VideoHelp Forum
+ Reply to Thread
Results 1 to 24 of 24
Thread
  1. Hi there, I've recently tested encoding performances on an a friend's MSI Stealth GS77 - 12U laptop: when the process was done with one of the GPUs, the other remained unused - although it still consumed some power (neither goes totally idle) and of course produce heat - and vice versa.

    As for the title: how - if possible - write a command line to assign the Intel iGPU to decode source video stream and Nvidia dGPU to the encoding workload only (and, why not, vice-versa) ?

    Thanks in advance to anyone that can/will help.
    Quote Quote  
  2. Decoding and encoding using different HW so i doubt if you gain anything trying to decode on one SoC and encode on another.
    If you check NVidia and Intel guidelines for ffmpeg encoding then both vendors pointing that fastest transcoding is performed when there is no transfers beyond vendor SoC (i.e. decoding/scaling/processing/encoding is performed only by SoC).
    Quote Quote  
  3. Member
    Join Date
    Jun 2022
    Location
    Dublin
    Search Comp PM
    The only time I think it makes sense to use 2 gpu's and not the single most powerful one is if decoding say 422 10 bit. AFAIK only intel can do that in HW. So in that case an nle such as Vegas Pro can be set to Intel for decoding and say Nvidia or Amd for encoding. Because typically the Intel device would be a lot less powerful than say a high end Nvidia device it makes sense to split the render across both, as using the Intel device alone would be slower.

    It would be nice to have an ffmpeg syntax to do that for sure: i.e. use both.

    Actually some of the above re: VP is incorrect. The intel device can be set to assist playback within the nle for the 10 bit 422 clip but the render only selects a single gpu for encoding output.
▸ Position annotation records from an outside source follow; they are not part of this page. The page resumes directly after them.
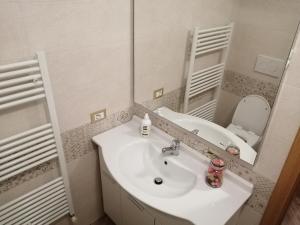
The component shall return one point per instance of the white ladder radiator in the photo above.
(21, 83)
(206, 42)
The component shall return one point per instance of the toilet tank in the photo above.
(252, 113)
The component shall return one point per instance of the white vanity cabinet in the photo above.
(121, 207)
(124, 209)
(133, 212)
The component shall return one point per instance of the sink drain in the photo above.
(158, 181)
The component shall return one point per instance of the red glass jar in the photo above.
(214, 177)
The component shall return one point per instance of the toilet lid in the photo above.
(248, 136)
(252, 114)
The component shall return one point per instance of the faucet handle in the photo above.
(175, 143)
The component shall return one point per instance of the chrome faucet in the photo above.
(195, 131)
(173, 149)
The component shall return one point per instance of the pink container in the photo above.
(214, 177)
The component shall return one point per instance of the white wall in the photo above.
(262, 27)
(88, 48)
(162, 30)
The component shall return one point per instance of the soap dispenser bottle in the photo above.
(146, 125)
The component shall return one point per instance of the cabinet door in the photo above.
(111, 197)
(133, 212)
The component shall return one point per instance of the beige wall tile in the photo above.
(85, 184)
(284, 123)
(13, 38)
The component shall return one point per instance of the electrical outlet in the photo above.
(99, 115)
(158, 93)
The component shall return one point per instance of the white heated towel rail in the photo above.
(21, 83)
(206, 42)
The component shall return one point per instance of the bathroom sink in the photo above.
(180, 188)
(143, 164)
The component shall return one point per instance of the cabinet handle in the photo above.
(136, 203)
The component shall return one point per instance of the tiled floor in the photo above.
(292, 216)
(103, 221)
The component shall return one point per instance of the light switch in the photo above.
(158, 93)
(271, 66)
(99, 115)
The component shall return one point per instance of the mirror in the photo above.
(213, 67)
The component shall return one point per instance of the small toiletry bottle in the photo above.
(214, 177)
(146, 125)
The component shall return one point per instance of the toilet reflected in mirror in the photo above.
(250, 119)
(213, 68)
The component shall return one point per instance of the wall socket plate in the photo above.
(99, 115)
(158, 93)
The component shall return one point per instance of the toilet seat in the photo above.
(248, 136)
(250, 118)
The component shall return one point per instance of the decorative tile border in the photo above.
(27, 175)
(243, 85)
(76, 142)
(172, 100)
(262, 186)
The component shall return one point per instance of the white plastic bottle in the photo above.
(146, 125)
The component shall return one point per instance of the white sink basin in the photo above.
(142, 161)
(134, 161)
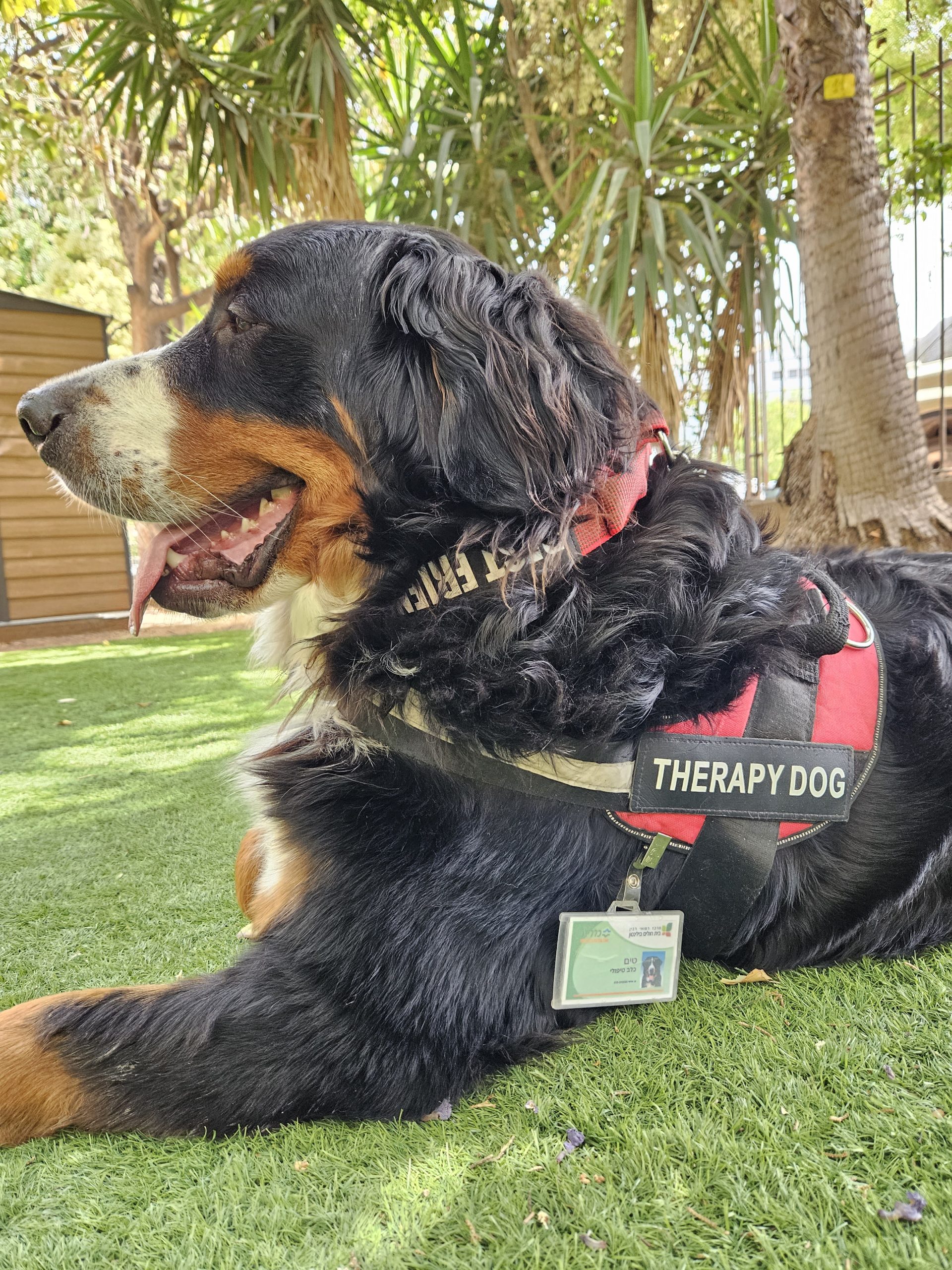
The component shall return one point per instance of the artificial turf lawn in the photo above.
(117, 840)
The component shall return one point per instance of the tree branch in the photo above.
(177, 308)
(527, 111)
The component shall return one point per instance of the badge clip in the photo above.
(629, 898)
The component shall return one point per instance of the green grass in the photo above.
(117, 840)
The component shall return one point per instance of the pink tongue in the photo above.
(149, 572)
(240, 538)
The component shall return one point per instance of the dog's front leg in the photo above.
(39, 1091)
(271, 877)
(210, 1055)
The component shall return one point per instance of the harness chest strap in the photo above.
(783, 761)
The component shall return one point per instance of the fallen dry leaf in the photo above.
(442, 1113)
(757, 1028)
(574, 1139)
(751, 977)
(492, 1160)
(705, 1219)
(905, 1210)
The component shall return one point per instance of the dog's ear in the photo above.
(518, 397)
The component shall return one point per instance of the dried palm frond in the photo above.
(729, 375)
(655, 366)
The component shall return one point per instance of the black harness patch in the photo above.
(743, 776)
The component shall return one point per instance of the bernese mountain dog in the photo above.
(362, 399)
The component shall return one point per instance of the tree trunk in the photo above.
(858, 470)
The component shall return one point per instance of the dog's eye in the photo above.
(239, 323)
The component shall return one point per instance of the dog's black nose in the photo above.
(41, 412)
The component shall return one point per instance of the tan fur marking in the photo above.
(284, 896)
(248, 867)
(223, 454)
(233, 270)
(37, 1095)
(347, 423)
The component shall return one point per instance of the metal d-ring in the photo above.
(866, 624)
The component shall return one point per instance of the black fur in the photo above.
(422, 958)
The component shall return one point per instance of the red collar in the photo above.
(608, 508)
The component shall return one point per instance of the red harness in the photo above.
(783, 761)
(848, 711)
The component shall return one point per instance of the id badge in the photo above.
(616, 959)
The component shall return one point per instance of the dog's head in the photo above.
(341, 368)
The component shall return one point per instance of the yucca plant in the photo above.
(749, 128)
(440, 143)
(677, 224)
(259, 92)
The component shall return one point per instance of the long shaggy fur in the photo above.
(422, 955)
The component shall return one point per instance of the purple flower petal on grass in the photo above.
(907, 1210)
(574, 1139)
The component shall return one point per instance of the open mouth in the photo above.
(207, 567)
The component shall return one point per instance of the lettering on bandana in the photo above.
(743, 776)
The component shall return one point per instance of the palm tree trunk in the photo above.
(858, 472)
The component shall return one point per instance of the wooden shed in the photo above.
(62, 567)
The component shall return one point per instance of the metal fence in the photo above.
(909, 94)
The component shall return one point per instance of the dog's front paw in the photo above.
(37, 1094)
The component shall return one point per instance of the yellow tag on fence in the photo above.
(838, 88)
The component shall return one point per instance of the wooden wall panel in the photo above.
(59, 557)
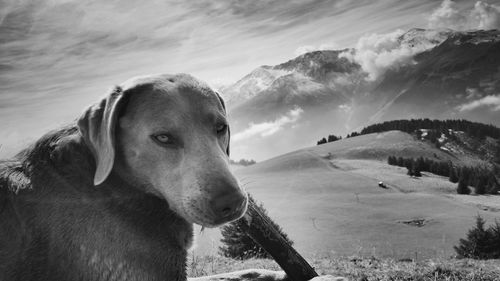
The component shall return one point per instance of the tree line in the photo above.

The render times might be faster though, (due to using Intel to decode frames) I must check that out.
    Last edited by JN-; 26th Jul 2024 at 19:25.
    Quote Quote  
  4. Member
    Join Date
    Jun 2022
    Location
    Dublin
    Search Comp PM
    Checked it out and in VP rendering out using Nvidia GPU but with Intel GPU as decoder it really really does go faster.

    So getting that to work using ffmpeg would be something. Beyond my capabilities though.

    Note that the Intel GPU is only in a 4x PCIE slot.

    Render times:
    Without Intel used as decoder: 91 seconds
    With Intel used as decoder: 23 seconds (Nvidia was used as decoder)

    A 4x difference.

    Test clip was a 27 second UHD hevc 422 10 bit.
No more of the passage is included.